Takeaway
- In patients with type 2 diabetes (T2D), specifically those receiving intensive blood pressure (BP), the risk for major adverse cardiovascular event (MACE) and particularly stroke was higher with the use of thiazides.
Why this matters
- Findings suggest that thiazide use may increase the risk for stroke in T2D patients with relatively low BP.
Study design
- This observational study included 10011 patients with T2D (patients taking thiazides, n=2769; not taking thiazides, n=7242) using data from the Action to Control Cardiovascular Risk in Diabetes (ACCORD) trial.
- Primary outcome: MACE-composite of death, nonfatal myocardial infarction, and nonfatal stroke.
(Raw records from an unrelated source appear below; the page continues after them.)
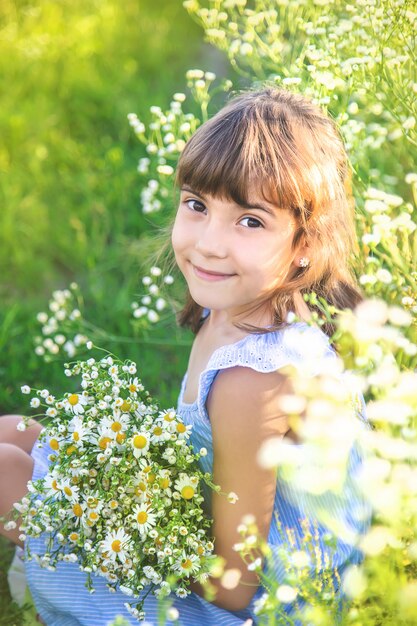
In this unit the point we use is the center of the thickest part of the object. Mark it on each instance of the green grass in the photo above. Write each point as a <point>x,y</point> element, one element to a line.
<point>70,72</point>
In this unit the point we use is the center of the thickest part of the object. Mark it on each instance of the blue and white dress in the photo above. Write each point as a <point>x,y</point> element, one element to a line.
<point>61,597</point>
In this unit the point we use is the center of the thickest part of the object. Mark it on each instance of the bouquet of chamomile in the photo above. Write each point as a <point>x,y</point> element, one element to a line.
<point>123,494</point>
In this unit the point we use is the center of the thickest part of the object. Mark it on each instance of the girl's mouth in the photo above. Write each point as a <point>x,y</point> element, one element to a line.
<point>209,275</point>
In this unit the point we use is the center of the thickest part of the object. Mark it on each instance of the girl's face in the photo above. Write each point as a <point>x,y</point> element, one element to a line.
<point>232,256</point>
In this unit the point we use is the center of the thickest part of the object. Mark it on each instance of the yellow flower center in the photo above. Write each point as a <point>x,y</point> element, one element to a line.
<point>73,399</point>
<point>139,441</point>
<point>187,492</point>
<point>140,488</point>
<point>120,437</point>
<point>142,517</point>
<point>77,510</point>
<point>116,545</point>
<point>104,442</point>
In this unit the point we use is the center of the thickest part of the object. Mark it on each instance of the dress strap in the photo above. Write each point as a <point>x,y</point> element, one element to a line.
<point>303,346</point>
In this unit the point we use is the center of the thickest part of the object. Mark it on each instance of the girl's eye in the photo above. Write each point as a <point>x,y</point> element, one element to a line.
<point>251,222</point>
<point>195,205</point>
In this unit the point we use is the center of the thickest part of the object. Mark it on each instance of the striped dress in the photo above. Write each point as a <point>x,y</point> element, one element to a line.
<point>61,597</point>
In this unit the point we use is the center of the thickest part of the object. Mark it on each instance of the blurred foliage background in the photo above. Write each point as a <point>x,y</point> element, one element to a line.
<point>70,72</point>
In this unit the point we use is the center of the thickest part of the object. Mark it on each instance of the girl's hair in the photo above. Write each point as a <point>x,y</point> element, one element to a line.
<point>283,146</point>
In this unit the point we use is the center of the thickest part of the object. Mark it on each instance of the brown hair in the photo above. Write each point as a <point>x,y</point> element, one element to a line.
<point>286,147</point>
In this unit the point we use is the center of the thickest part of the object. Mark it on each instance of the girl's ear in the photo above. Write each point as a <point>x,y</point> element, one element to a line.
<point>302,258</point>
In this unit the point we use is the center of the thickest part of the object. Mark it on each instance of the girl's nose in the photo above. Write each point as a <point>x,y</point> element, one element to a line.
<point>211,241</point>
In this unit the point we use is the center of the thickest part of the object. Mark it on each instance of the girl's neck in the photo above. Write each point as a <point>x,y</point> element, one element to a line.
<point>224,324</point>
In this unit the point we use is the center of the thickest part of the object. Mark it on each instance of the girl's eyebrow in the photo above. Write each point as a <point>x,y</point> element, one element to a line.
<point>243,205</point>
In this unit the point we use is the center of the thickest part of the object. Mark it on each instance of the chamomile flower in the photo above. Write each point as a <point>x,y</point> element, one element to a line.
<point>181,430</point>
<point>69,491</point>
<point>140,444</point>
<point>186,486</point>
<point>75,403</point>
<point>144,518</point>
<point>159,432</point>
<point>77,511</point>
<point>140,486</point>
<point>187,564</point>
<point>116,545</point>
<point>51,485</point>
<point>135,387</point>
<point>115,425</point>
<point>77,431</point>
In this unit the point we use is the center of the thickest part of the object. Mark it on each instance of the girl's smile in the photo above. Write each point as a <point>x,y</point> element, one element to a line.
<point>232,256</point>
<point>210,275</point>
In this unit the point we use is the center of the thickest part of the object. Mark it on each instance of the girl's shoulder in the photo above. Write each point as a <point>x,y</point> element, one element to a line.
<point>298,344</point>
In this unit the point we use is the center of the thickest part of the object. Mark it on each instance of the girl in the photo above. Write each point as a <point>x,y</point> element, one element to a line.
<point>264,218</point>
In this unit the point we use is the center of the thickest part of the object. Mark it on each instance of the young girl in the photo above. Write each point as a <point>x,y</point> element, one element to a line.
<point>264,217</point>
- Funding: National Center for Global Health and Medicine and others.
Key results
- Overall, mean follow-up period was 7.7 years, and 1776 patients experienced MACEs.
- At baseline, mean systolic BP in patients taking and not taking thiazides was 137.2 and 135.7 mmHg, respectively.
- The event rate for MACE was higher in patients taking thiazides than in those taking thiazides (24.2 vs 22.5 per 1000 person-years).
- Risk for MACE and stroke was significantly higher in patients taking thiazides vs those not taking thiazides (aHR, 1.12; 95% CI, 1.01-1.25; P=.03; and aHR, 1.34; 95% CI, 1.10-1.63; P=.004; respectively).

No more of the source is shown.